Uno dei miei ricordi ludici più vividi dell’estate, intesa come sensazione, emozione, non-luogo della vita, non è video(ludico), bensì cartaceo, di quando le edicole non vendevano pure energy drink del cazzo e, per dire, ci potevi pure comprare delle riviste, cioè, quelle gestite da gente che scrivendo poteva pagarsi un mutuo (nel senso, VERAMENTE!). La Settimana Enigmistica era un cult delle mie vacanze. Mi piaceva troppo scarabocchiare, risolvere enigmi, semplicemente cazzeggiare con una matita dell’IKEA in mano, col ventilatore puntato sul ventre sudaticcio, rischiando la colite perché tanto, hey, si vive una volta sola e si può continuare a giocare anche sul cesso!

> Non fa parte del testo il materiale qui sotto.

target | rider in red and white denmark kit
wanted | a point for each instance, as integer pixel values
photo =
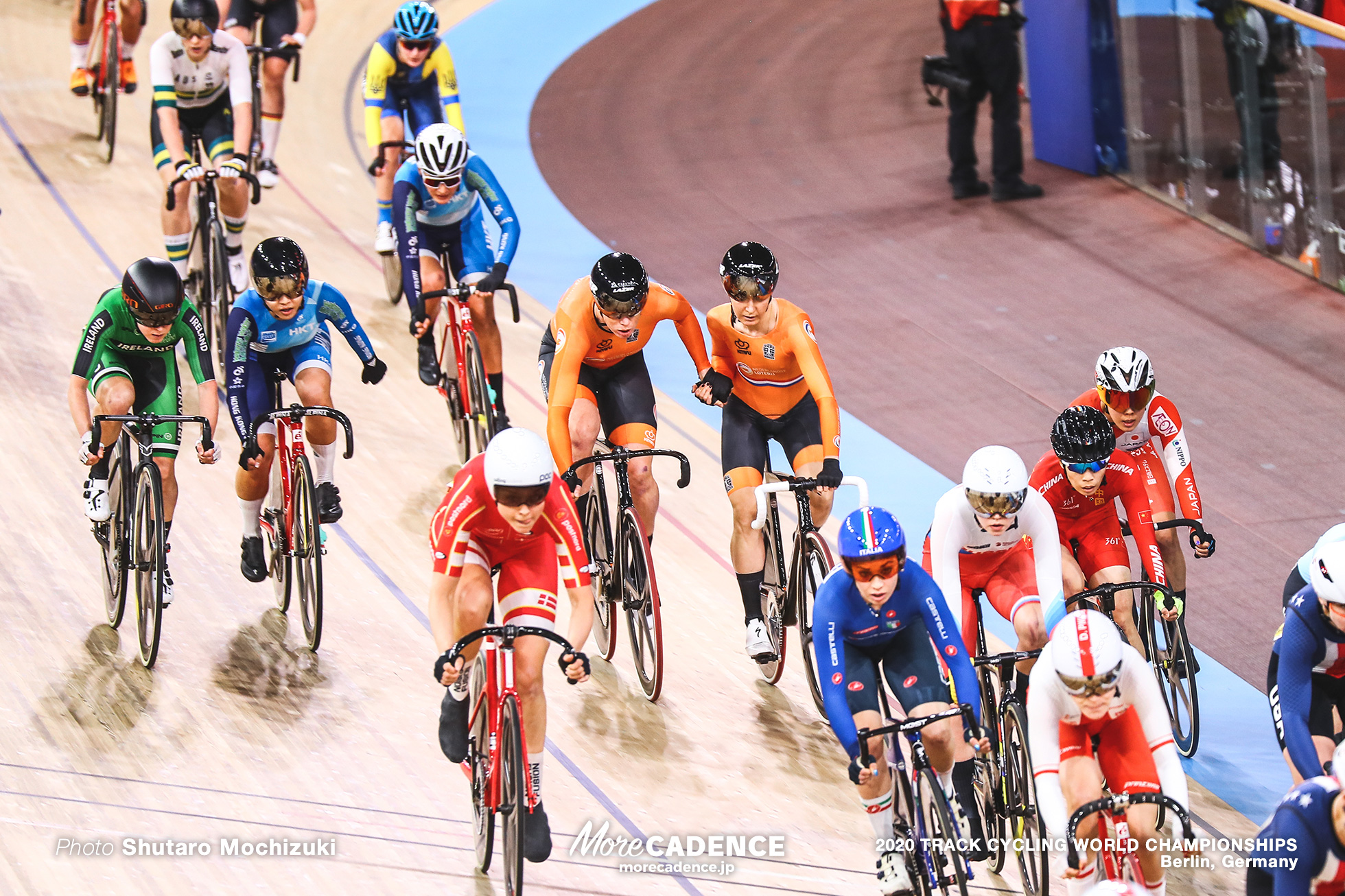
(983, 537)
(1088, 683)
(1080, 478)
(1127, 394)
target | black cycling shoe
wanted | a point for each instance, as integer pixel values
(428, 364)
(255, 558)
(452, 728)
(329, 502)
(537, 834)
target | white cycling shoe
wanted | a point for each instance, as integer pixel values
(893, 877)
(97, 505)
(759, 642)
(385, 242)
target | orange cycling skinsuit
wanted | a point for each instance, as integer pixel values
(469, 529)
(780, 390)
(581, 358)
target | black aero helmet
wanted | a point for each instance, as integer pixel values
(1083, 435)
(279, 268)
(186, 11)
(152, 290)
(619, 284)
(749, 270)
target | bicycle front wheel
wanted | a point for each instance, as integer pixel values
(147, 554)
(513, 792)
(640, 600)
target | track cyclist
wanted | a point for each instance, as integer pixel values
(285, 26)
(985, 534)
(876, 610)
(1141, 414)
(594, 373)
(279, 327)
(1305, 680)
(437, 200)
(127, 362)
(1302, 847)
(1080, 478)
(202, 85)
(408, 65)
(1090, 684)
(507, 508)
(773, 384)
(82, 21)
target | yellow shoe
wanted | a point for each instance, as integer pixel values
(128, 75)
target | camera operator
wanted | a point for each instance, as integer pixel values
(981, 38)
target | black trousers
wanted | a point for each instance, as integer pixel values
(986, 50)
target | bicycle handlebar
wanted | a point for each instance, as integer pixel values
(296, 413)
(916, 724)
(793, 483)
(508, 634)
(1119, 802)
(148, 420)
(213, 175)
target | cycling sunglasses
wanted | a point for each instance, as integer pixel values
(1118, 400)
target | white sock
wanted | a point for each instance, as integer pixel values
(252, 517)
(269, 135)
(325, 458)
(880, 814)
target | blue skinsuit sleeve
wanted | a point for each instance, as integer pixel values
(333, 306)
(1298, 653)
(482, 179)
(829, 646)
(237, 335)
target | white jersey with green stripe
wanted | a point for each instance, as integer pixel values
(189, 85)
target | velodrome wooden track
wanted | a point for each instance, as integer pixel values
(235, 732)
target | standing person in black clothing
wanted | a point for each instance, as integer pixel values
(981, 38)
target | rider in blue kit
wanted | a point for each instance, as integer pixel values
(1301, 849)
(437, 207)
(280, 327)
(1307, 674)
(876, 610)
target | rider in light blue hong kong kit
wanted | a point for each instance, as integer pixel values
(876, 610)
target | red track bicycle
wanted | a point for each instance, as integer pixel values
(290, 518)
(467, 390)
(497, 763)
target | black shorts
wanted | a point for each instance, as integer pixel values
(1328, 693)
(908, 663)
(745, 432)
(623, 394)
(277, 19)
(214, 124)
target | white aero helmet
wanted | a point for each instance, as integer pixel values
(996, 481)
(518, 456)
(1326, 574)
(1086, 649)
(440, 151)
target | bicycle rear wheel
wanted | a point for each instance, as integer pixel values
(308, 552)
(640, 600)
(147, 553)
(513, 792)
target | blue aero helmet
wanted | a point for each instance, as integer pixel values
(416, 21)
(869, 532)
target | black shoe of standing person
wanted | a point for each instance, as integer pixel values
(1016, 190)
(329, 502)
(970, 190)
(452, 727)
(255, 560)
(537, 834)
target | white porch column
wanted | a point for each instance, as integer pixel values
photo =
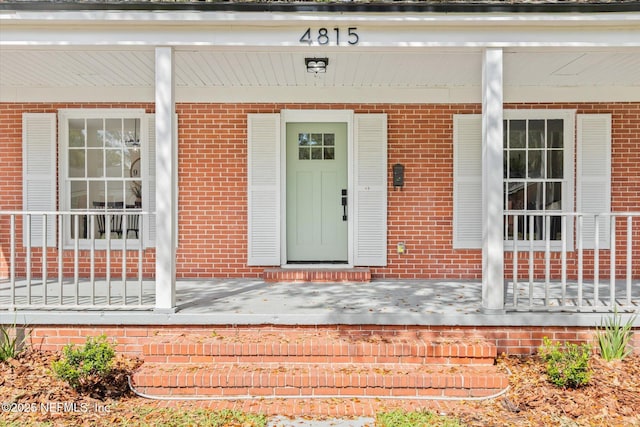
(492, 192)
(165, 182)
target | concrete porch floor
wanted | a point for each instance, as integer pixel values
(254, 302)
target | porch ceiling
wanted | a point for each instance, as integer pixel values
(68, 68)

Negli anni questo mio feticismo è stato fomentato dal Nintendo DS, con roba come Picross e la serie del Professor Layton (no, Brain Training mi faceva sentire troppo giudicato), di cui mi sentivo veramente orfano fino all’annuncio del nuovo capitolo per Switch, a data da destinarsi (fate le cose per bene, vi prego). Ultimamente, però, succede sempre più spesso di vedere giochi che sembrano esaudire i miei desideri più perversi e, guarda caso, i miei enigmi preferiti sono sempre state le declinazioni nostrane di “Where’s Willy?”, “trova le differenze” ecc!
Che sia una figata lo posso dire subito, così ci leviamo dalle balle il pensiero e posso spiegare meglio i “perché” e “per come”. Il titolo è un Minority Report astratto, ironico, frame by frame, in un contesto di indagini temporali attraverso cinque ere dell’umanità (reinterpretate in modo adorabile), IA avanzatissime che ci supportano (e altre che fanno casino) e paradossi da risolvere, in una timeline incasinata come il cervello di Lukaku. Fondamentalmente bisogna cercare, nei bellissimi disegni in bianco e nero, molto analogici, cartacei, che raccontano le ambientazioni (tra cui una Milano spremuta, concentrata in una singola tavola), vari indizi, personaggi, situazioni, sempre dietro suggerimento della nostra assistente virtuale (che detta i vari passaggi dell’indagine), in modo quindi abbastanza guidato ma mai anti-climatico.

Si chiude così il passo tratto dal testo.